See http://haskell.org for more information about the Haskell programming language.
See http://eclipse.org for more information about Eclipse.
The current version is 0.9.1. Please note that this software is in an early development stage (alpha).
In addition, there is a new EclipseFP 2 development stream, working towards a version 2.0 of EclipseFP. You can find snapshot builds from this development stream on the downloads page.
You need a Java 5.0 compliant virtual machine (JDK or JRE) installed on your system. (For Linux, Solaris and Windows systems you can find one at http://java.sun.com/).
You need Eclipse 3.1.x. If you need an older version of Eclipse, you should stick to version 0.6 of the Haskell plugins. If you don't have Eclipse, download it from http://eclipse.org/downloads/. Look for the platform runtime binaries, if you don't want to download the entire SDK. (The platform runtime contains the basic Eclipse IDE without Java and Plugin development tools.)
You need a GHC installed on your system. See http://haskell.org/ghc/ for more information and for downloads.
Download and installation is done via the built-in Update Manager in Eclipse. You can find installation instructions here.

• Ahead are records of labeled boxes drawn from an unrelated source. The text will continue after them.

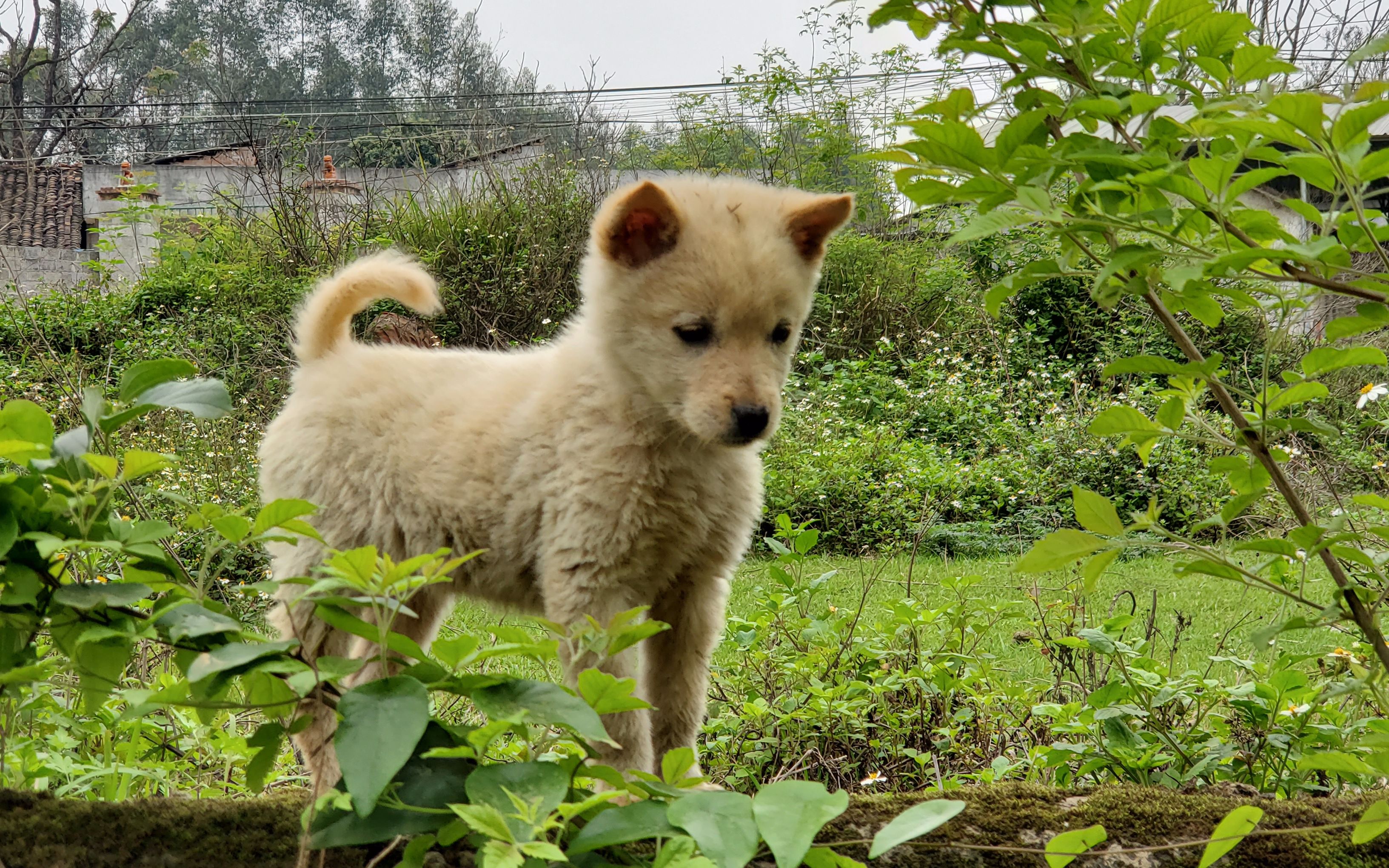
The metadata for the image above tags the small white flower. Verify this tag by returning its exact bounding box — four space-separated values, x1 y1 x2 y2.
1356 383 1389 410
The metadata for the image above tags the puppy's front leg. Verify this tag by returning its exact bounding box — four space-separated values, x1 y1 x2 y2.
642 574 728 775
545 569 651 772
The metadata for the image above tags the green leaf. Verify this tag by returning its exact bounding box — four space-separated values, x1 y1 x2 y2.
665 791 759 868
1197 804 1264 868
1268 92 1326 140
1090 407 1161 438
753 780 849 868
1298 750 1379 778
0 400 53 464
1046 824 1108 868
1071 485 1124 536
1350 799 1389 844
578 669 651 714
188 639 299 683
53 582 154 611
334 675 429 817
568 800 681 857
308 717 476 848
472 679 617 744
251 498 318 536
208 512 251 543
449 805 513 842
1301 347 1389 376
246 721 285 793
1081 549 1120 595
946 208 1036 245
1264 382 1331 415
0 509 20 557
120 359 197 403
868 799 967 858
136 376 232 419
1013 528 1108 572
465 763 570 842
71 637 133 714
661 747 695 786
154 603 242 642
314 603 429 660
121 449 174 479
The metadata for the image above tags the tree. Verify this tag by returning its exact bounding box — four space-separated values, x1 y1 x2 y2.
0 0 151 160
871 0 1389 677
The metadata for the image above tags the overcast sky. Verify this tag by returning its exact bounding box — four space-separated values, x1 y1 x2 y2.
472 0 914 88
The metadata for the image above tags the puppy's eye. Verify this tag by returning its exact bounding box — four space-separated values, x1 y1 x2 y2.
675 322 714 347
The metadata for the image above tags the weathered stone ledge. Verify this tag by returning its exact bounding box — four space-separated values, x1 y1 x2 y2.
0 783 1389 868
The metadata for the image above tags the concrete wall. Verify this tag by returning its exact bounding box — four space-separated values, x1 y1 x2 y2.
0 245 96 296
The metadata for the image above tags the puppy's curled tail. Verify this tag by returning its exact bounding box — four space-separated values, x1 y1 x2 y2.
294 250 443 361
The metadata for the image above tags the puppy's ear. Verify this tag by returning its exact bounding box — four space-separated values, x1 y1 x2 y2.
596 181 681 268
786 193 854 262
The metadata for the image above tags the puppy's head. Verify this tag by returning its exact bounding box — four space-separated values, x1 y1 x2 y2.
582 176 853 446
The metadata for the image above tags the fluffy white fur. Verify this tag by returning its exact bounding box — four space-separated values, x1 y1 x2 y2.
261 176 853 786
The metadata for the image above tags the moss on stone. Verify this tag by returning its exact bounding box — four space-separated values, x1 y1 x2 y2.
0 783 1389 868
825 783 1389 868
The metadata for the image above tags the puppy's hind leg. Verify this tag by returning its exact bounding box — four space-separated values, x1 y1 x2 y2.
642 574 728 775
543 569 651 772
269 586 353 796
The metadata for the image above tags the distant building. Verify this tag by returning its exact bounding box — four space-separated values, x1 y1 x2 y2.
0 164 94 294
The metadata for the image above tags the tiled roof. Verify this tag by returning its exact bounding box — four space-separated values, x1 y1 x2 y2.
0 165 82 249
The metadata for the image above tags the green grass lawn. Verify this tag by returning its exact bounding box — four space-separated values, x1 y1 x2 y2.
445 557 1328 678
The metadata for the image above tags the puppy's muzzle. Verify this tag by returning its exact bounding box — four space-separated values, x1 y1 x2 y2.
725 404 771 446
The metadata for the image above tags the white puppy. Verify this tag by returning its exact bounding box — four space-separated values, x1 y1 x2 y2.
261 176 853 786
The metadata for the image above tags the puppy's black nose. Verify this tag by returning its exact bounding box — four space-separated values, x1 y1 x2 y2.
733 404 771 440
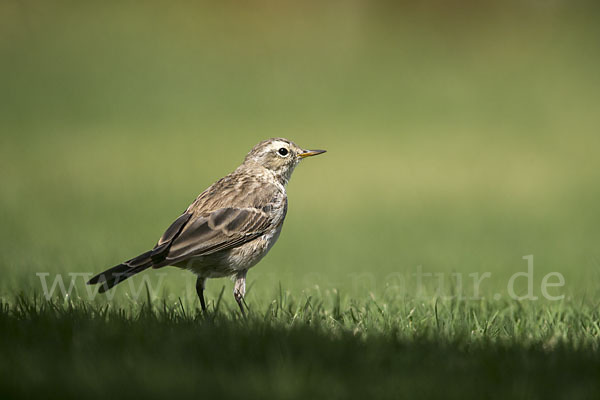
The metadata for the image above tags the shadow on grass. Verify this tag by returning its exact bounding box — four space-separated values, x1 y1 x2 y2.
0 297 600 398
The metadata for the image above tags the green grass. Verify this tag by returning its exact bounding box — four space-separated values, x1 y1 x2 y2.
0 0 600 399
0 296 600 399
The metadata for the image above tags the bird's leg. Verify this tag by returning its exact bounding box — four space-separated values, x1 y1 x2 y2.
196 276 206 312
233 271 247 317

The sources for all plugins from the Haskell support are available in a
Darcs repository at
http://eclipsefp.sf.net/repos/trunk. To learn more
about Darcs,
please visit http://darcs.net.
There is also an article that describes the approach taken to parsing Haskell code: EclipseFP Haskell Parser Structure by Thiago Arrais (thanks Thiago!).
The general topic of implementing part of an Eclipse plugin in Haskell was described in a paper for the Eclipse Languages Symposium. The pdf for that paper is available here.
All documentation is included with the software and accessible from the Eclipse Help: choose Help > Help Contents from the menu and then select Functional Programming > Haskell from the tree at the left side. (Note for Linux users: if the Help is not displayed, you probably have to name a browser first in the preferences: go to Window > Preferences > Help and specify one.)
To get familiar with the main features of the environment, you can also try the cheat sheet: choose Help > Cheat Sheets from the menu and then select Functional Programming > Getting Started with Haskell in Eclipse.